The carrier defended on many grounds including that its conduct may have been negligent, but it did not act in bad faith in failing to settle in this case. The carrier's adjuster tried to initiate settlement with the injured claimants but he called a wrong number.
After that, he wrote "numerous letters (to multiple addresses) and left a few voicemails (at various numbers)" asking the claimants to contact him. However, none of the letters or voicemails communicated his company's desire to settle the young lady's injury claim. Jaimes v. GEICO General Insurance Co., 534 Fed. Appx. 860, 2013 WL 4106364 *1 (11th Cir. August 15, 2013).
On appeal, the Federal Eleventh Circuit Court of Appeals held that there was sufficient evidence of bad faith under Florida law here. Jaimes v. GEICO General Insurance Co., 534 Fed. Appx. 860, 2013 WL 4106364 *6 (11th Cir. August 15, 2013). In particular, the Federal appellate court pointed out that "negligence in handling the underlying claim is not a defense, but rather, is material in determining bad faith." Jaimes v. GEICO General Insurance Co., 534 Fed. Appx. 860, 2013 WL 4106364 *5 (11th Cir. August 15, 2013).
One of the carrier's other contentions was equally unavailing. The carrier contended on appeal that there could be no bad faith because the injured claimant never made a settlement demand for the policy limits "within the time period in which she would have accepted the Policy's limits to settle her claim." This did not determine the outcome under settled Florida law in this case.

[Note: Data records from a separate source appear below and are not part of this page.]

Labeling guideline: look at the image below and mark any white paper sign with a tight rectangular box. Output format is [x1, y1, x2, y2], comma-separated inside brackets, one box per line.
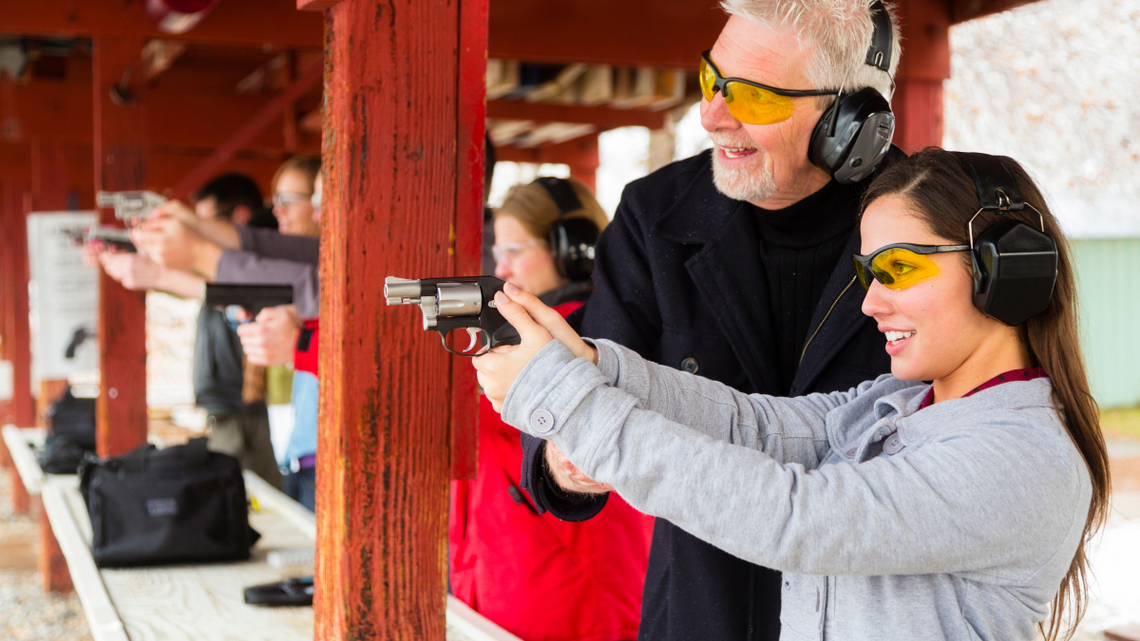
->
[26, 212, 100, 382]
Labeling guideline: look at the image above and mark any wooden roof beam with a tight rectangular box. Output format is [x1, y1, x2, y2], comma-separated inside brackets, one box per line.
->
[171, 59, 321, 198]
[487, 99, 670, 130]
[489, 0, 725, 68]
[949, 0, 1040, 23]
[0, 0, 321, 48]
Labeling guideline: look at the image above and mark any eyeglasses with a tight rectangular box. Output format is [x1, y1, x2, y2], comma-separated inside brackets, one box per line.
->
[699, 50, 838, 125]
[491, 240, 541, 266]
[852, 243, 970, 290]
[273, 192, 313, 207]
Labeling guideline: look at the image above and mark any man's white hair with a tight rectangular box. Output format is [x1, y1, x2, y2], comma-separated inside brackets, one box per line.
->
[719, 0, 901, 103]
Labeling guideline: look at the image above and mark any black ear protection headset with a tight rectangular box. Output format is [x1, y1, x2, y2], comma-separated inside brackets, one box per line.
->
[808, 0, 896, 184]
[953, 152, 1059, 326]
[534, 177, 600, 282]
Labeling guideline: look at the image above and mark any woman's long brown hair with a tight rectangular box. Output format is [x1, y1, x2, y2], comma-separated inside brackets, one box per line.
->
[862, 147, 1111, 641]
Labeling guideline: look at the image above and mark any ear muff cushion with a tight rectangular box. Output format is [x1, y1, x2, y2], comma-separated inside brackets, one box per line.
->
[971, 219, 1058, 326]
[808, 87, 894, 184]
[549, 217, 600, 282]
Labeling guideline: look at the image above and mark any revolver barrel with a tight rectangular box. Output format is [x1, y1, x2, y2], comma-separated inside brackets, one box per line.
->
[96, 190, 167, 222]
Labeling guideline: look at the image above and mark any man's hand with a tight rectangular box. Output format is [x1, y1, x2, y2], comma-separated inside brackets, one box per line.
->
[98, 252, 163, 291]
[545, 441, 613, 494]
[132, 205, 222, 278]
[472, 282, 596, 412]
[236, 305, 303, 366]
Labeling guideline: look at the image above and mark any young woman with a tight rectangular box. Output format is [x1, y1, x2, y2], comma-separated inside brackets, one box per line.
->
[473, 149, 1110, 641]
[271, 156, 321, 237]
[450, 177, 654, 641]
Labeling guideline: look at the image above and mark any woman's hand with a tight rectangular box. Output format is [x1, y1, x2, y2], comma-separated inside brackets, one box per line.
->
[473, 282, 597, 412]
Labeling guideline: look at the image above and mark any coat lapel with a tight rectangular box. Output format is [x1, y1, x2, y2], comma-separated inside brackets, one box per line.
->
[651, 175, 782, 395]
[789, 229, 875, 395]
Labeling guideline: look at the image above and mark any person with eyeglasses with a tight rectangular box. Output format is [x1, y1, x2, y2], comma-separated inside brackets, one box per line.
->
[448, 177, 655, 641]
[476, 148, 1109, 641]
[271, 156, 322, 238]
[513, 1, 904, 639]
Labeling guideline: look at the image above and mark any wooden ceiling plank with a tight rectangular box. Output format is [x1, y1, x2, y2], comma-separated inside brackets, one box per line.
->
[0, 0, 321, 48]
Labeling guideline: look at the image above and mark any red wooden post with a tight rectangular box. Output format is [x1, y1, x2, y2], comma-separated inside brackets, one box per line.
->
[1, 179, 34, 515]
[567, 133, 600, 193]
[0, 179, 35, 431]
[305, 0, 486, 636]
[30, 141, 76, 426]
[92, 38, 149, 458]
[893, 0, 951, 151]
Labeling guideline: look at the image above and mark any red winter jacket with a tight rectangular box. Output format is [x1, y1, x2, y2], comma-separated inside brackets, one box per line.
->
[449, 301, 654, 641]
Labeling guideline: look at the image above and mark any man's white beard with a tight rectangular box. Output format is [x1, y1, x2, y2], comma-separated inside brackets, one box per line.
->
[710, 148, 777, 203]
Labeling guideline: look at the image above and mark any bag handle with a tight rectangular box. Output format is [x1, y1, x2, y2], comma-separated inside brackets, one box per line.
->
[182, 437, 211, 468]
[120, 443, 157, 474]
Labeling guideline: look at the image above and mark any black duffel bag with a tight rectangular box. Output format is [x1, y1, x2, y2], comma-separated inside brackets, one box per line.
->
[79, 438, 260, 568]
[46, 388, 97, 451]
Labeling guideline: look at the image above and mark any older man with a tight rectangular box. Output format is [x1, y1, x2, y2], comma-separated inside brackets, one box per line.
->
[519, 1, 902, 639]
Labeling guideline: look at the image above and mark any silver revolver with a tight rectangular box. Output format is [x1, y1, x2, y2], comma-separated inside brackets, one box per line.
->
[96, 190, 167, 223]
[385, 276, 521, 357]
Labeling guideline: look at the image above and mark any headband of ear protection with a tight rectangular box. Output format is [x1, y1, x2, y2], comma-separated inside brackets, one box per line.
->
[534, 177, 600, 282]
[953, 152, 1058, 326]
[808, 0, 895, 185]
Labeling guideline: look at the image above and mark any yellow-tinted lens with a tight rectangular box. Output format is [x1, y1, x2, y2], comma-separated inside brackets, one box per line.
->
[699, 57, 717, 102]
[724, 81, 796, 125]
[870, 248, 941, 289]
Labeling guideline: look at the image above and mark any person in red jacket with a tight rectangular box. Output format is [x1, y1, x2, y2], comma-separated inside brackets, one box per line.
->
[450, 177, 653, 641]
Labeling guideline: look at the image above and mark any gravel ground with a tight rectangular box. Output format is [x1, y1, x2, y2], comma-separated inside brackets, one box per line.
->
[0, 471, 92, 641]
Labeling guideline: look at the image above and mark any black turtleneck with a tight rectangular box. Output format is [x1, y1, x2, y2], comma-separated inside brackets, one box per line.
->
[753, 180, 863, 393]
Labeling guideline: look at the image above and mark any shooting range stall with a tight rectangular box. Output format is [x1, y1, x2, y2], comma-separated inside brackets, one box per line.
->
[0, 0, 1047, 638]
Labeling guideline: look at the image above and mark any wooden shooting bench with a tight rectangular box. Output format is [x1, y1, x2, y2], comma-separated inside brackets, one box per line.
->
[32, 465, 519, 641]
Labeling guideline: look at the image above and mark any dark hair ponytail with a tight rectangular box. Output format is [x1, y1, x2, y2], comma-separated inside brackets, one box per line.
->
[863, 147, 1110, 641]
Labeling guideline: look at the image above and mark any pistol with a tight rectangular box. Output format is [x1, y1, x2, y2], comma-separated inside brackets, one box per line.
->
[204, 284, 294, 324]
[385, 276, 521, 357]
[96, 190, 167, 223]
[67, 225, 137, 252]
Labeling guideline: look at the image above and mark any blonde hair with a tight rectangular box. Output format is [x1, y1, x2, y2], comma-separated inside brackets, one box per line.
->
[719, 0, 901, 104]
[272, 155, 321, 193]
[494, 177, 608, 242]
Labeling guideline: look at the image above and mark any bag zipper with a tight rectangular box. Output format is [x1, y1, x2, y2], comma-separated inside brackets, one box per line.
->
[799, 275, 857, 366]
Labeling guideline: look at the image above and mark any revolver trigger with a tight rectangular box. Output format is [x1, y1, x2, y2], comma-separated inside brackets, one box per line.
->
[465, 328, 482, 353]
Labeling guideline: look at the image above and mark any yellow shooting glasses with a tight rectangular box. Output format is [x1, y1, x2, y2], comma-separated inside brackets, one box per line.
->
[699, 51, 838, 125]
[853, 243, 970, 290]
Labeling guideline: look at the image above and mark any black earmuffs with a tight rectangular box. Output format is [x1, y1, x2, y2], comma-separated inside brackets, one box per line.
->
[807, 0, 896, 184]
[534, 177, 600, 282]
[954, 152, 1059, 326]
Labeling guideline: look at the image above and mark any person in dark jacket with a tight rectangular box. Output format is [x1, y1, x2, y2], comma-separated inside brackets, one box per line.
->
[519, 1, 903, 639]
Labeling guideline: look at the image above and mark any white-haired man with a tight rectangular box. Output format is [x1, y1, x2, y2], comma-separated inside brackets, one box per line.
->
[519, 1, 904, 639]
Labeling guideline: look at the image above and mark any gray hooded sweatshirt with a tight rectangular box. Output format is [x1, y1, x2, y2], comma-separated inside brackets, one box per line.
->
[501, 339, 1092, 641]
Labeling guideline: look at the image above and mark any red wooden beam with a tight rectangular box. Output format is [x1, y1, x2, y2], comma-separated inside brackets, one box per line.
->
[316, 0, 477, 636]
[487, 99, 671, 130]
[451, 0, 490, 481]
[93, 37, 149, 459]
[497, 134, 602, 170]
[949, 0, 1040, 23]
[0, 179, 35, 430]
[489, 0, 726, 67]
[1, 0, 322, 48]
[171, 61, 324, 199]
[892, 0, 951, 151]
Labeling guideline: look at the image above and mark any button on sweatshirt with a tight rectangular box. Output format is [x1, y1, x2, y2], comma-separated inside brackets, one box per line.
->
[501, 339, 1092, 641]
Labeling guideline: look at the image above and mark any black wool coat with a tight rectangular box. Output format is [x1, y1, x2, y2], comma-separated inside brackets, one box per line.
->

The Eleventh Circuit panel followed Florida law in holding that the absence of a formal demand in such a case as this, does not preclude a finding of bad faith, citing a Florida case decided 23 years before. Jaimes v. GEICO General Insurance Co., 534 Fed. Appx. 860, 2013 WL 4106364 *6 (11th Cir. August 15, 2013). To like effect, see Hayas v. GEICO General Insurance Co., 2013 WL 4495196 *2-*3 (M.D. Fla. August 21, 2013)("The Court rejects GEICO's assertion that dismissal is warranted because Hayas has not identified a specific offer to settle that GEICO neglected to accept.").